From the farmyard, we drove slowly a quarter mile or so down a section-line trail to the first hunting spot, taking two pickups with passengers riding on the tailgates. And for a while, one driver and tailgate riders was the procedure.
But when we moved a longer distance, we rode inside two pickups, one driver, one passenger. And here we erred. Though it was only a few minutes’ drive each trip and we kept windows open, we didn’t wear masks.
We should have, White noted, gently.
“It does help to have the windows open. And I’d continue that as much as possible,” he said. “But I would have you mask up inside the pickup, even for a short drive. The mask is really important, especially in close quarters, because it breaks that chain of infection from person to person through droplets.”
It’s called source control. And the mask you wear is more valuable to the people you’re with than it is to you.

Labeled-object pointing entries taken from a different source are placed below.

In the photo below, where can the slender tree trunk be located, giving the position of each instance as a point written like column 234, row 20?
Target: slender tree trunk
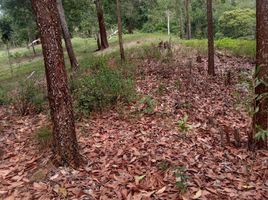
column 211, row 63
column 180, row 23
column 67, row 36
column 260, row 118
column 120, row 32
column 103, row 33
column 188, row 21
column 65, row 147
column 98, row 41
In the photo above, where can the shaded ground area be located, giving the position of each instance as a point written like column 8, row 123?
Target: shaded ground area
column 141, row 151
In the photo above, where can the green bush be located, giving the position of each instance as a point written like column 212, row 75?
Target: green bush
column 238, row 23
column 29, row 97
column 103, row 89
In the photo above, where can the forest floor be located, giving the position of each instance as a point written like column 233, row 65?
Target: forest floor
column 146, row 150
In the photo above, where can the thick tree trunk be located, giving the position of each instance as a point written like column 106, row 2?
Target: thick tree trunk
column 211, row 63
column 67, row 36
column 260, row 118
column 103, row 33
column 188, row 20
column 180, row 23
column 65, row 147
column 120, row 32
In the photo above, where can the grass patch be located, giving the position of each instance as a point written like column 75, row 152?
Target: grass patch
column 236, row 47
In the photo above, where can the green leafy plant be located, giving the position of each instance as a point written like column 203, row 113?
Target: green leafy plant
column 181, row 179
column 183, row 124
column 44, row 136
column 29, row 97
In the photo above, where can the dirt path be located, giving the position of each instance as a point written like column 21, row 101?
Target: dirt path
column 133, row 155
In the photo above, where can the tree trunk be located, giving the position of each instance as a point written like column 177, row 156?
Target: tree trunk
column 168, row 21
column 211, row 63
column 120, row 32
column 103, row 34
column 260, row 118
column 9, row 60
column 65, row 147
column 67, row 36
column 188, row 21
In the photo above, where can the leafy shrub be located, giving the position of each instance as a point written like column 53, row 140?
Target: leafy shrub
column 103, row 89
column 29, row 97
column 238, row 23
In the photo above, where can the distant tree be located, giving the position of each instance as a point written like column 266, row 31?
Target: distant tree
column 65, row 145
column 211, row 63
column 188, row 20
column 67, row 36
column 258, row 138
column 6, row 35
column 120, row 31
column 238, row 23
column 102, row 27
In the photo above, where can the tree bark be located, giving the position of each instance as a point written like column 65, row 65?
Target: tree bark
column 180, row 23
column 102, row 28
column 260, row 118
column 120, row 32
column 211, row 51
column 67, row 36
column 188, row 20
column 65, row 146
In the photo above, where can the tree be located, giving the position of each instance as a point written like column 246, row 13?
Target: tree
column 188, row 20
column 65, row 146
column 102, row 28
column 120, row 32
column 258, row 137
column 6, row 34
column 211, row 63
column 67, row 36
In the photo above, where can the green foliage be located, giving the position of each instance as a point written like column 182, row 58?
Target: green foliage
column 238, row 23
column 261, row 134
column 44, row 136
column 29, row 98
column 183, row 124
column 181, row 179
column 4, row 99
column 237, row 47
column 104, row 88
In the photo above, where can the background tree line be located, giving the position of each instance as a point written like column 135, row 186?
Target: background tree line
column 232, row 18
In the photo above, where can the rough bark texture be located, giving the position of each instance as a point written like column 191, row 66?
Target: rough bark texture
column 67, row 36
column 120, row 32
column 260, row 118
column 103, row 34
column 211, row 63
column 65, row 147
column 188, row 21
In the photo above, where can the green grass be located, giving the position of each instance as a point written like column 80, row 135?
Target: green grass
column 234, row 47
column 23, row 65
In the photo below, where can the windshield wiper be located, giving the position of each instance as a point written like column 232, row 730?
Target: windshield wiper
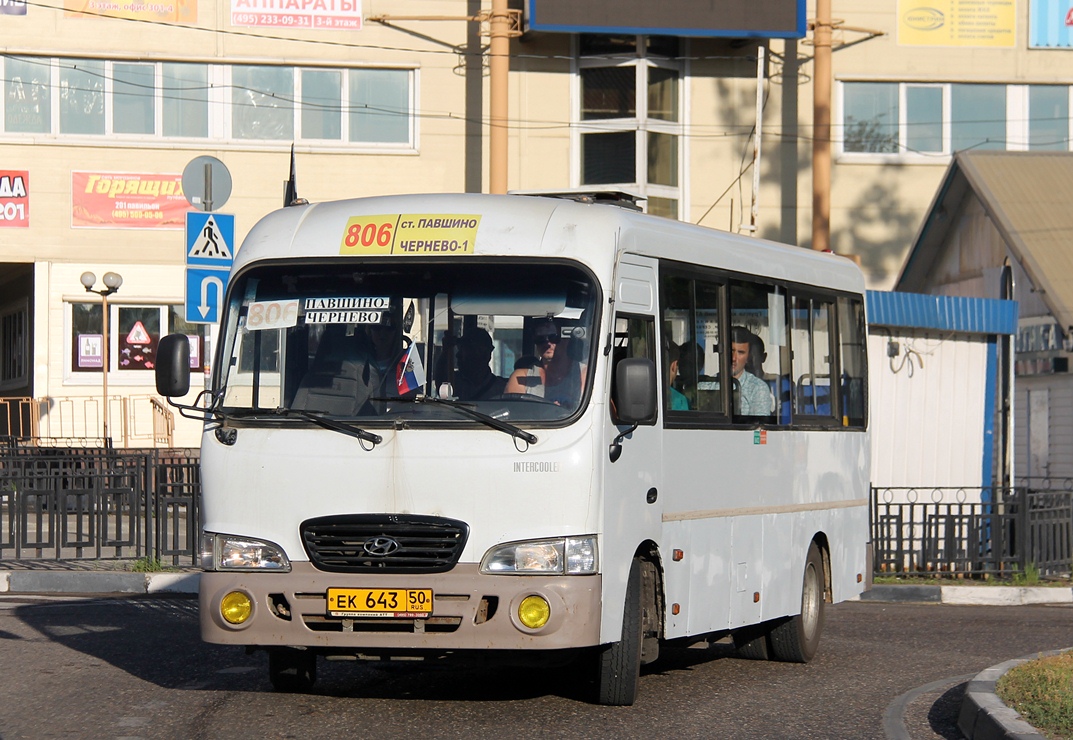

“When you talk or, of course, when you cough or sneeze, you’re going to create respiratory droplets,” White said. “And the mask is going to provide that source control, so you don’t expose people to those respiratory droplets.”
White says time inside vehicles is typically a key COVID risk for people who have outdoor jobs. The same is true of hunters.
“Mask up in a vehicle,” he says.
Also, in conversations before, during and after the hunt, keep the 6-foot-minimum distance, even with all that fresh outdoor air moving around you. White recommends masks even in those situations, for an added layer of protection.
A good two-ply cloth mask works fine for that, since the idea is mainly to control your own respiratory droplets. But surgical and other masks are good, too, as long as they don’t have exhalation valves or vents that could allow droplets to be released.
So, we did OK with the social distancing before, during and after the hunt. But we needed to mask up more, especially while in vehicles with others.
It’s a different world with COVID, one requiring more attention to details. But with some attention to social distancing and a mask included with the shotgun and shells, you can have a safer hunt and still bag some birds, too.